FlexInfer supports caching at two layers:

  • Artifact caching: model weights are present locally (disk or RAM)
  • Runtime warmup: backend is already running and ready to serve

v1alpha2 cache strategies

Model.spec.cache.strategy:

  • Memory: fastest reloads; uses RAM (best for homelabs)
  • SharedPVC: persistent storage shared across nodes (slower than RAM, but durable)
  • None: always download/prepare on demand (slowest)

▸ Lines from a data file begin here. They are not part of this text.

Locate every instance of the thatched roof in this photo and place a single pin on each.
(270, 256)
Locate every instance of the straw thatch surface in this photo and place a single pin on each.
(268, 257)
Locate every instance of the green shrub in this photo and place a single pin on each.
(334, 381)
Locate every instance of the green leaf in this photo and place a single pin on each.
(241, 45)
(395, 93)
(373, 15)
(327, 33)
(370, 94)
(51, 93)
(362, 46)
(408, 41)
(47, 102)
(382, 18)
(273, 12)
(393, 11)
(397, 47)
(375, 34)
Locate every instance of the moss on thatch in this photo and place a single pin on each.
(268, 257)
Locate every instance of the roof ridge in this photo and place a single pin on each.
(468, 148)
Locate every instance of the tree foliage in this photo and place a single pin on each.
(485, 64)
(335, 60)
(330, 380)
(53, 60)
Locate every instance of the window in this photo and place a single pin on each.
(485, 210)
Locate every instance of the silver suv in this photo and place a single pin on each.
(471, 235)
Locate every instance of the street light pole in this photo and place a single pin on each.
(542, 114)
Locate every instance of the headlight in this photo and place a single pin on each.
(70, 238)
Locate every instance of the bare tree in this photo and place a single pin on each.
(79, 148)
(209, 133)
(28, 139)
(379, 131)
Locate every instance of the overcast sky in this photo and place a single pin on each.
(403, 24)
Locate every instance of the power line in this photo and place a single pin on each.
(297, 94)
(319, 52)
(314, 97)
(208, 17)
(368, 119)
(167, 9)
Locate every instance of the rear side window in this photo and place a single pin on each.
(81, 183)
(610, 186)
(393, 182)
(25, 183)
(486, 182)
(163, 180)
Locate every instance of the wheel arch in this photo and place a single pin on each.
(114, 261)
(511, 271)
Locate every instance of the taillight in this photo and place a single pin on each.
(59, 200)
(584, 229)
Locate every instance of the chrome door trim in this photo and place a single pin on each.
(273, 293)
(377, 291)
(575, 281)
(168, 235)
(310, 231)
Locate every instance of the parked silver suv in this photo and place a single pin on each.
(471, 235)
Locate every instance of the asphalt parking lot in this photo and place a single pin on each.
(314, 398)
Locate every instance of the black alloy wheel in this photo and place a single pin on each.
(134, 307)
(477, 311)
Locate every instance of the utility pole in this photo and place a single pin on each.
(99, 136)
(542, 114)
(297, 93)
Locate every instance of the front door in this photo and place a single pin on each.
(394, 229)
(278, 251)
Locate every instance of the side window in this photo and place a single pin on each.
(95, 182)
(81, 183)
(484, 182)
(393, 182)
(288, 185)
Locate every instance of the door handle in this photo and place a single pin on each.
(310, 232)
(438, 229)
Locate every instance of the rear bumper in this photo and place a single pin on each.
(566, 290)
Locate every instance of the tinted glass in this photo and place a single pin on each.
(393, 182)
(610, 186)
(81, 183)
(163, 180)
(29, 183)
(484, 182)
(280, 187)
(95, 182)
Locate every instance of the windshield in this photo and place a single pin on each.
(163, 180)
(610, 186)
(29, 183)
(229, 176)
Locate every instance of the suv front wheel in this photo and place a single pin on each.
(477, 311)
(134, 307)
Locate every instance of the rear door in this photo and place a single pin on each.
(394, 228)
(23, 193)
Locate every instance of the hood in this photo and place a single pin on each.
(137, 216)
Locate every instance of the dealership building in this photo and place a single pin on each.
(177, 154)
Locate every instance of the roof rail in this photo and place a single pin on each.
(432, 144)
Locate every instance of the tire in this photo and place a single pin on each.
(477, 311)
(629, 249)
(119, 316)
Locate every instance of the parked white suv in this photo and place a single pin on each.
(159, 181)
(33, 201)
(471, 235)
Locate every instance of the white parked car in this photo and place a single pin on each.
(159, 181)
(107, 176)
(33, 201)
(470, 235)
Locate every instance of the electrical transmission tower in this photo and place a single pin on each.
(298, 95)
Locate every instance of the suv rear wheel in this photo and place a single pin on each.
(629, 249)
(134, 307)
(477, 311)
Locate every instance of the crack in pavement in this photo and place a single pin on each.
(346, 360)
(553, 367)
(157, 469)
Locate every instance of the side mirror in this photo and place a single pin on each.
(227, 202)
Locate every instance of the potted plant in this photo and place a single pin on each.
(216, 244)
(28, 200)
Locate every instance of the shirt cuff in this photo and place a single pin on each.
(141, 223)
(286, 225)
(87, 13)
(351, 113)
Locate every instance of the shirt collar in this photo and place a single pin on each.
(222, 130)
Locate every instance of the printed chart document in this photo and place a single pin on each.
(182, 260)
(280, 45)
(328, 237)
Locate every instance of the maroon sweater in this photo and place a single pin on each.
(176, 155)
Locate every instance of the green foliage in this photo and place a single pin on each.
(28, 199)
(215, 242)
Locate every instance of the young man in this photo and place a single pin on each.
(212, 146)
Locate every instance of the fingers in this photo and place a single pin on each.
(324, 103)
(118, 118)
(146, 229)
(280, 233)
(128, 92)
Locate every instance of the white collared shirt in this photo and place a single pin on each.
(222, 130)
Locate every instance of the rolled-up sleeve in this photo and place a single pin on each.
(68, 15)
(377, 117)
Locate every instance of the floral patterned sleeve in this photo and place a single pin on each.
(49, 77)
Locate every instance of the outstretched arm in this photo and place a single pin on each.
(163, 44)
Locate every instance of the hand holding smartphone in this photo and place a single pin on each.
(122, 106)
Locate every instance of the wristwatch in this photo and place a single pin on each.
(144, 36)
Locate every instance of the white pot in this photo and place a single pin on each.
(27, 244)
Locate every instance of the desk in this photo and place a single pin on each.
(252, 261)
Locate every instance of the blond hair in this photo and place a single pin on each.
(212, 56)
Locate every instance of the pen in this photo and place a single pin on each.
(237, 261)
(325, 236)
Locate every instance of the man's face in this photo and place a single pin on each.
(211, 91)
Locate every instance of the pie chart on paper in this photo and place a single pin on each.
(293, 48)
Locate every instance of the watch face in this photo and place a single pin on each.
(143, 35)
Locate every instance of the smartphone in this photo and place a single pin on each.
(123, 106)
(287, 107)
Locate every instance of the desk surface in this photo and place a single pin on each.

If spec.cache is omitted, FlexInfer infers a strategy based on GPU sharing.

v1alpha1 ModelCache

ModelCache lets you pre-download (and optionally pre-warm) a model artifact.

Common pattern:

  • Create a ModelCache (SharedPVC or Memory)
  • Reference it from ModelDeployment.spec.modelCacheRef

Examples:

  • services/flexinfer/examples/ram-cached-models.yaml
  • docs/DEVELOPMENT.md (MLC-LLM caching example)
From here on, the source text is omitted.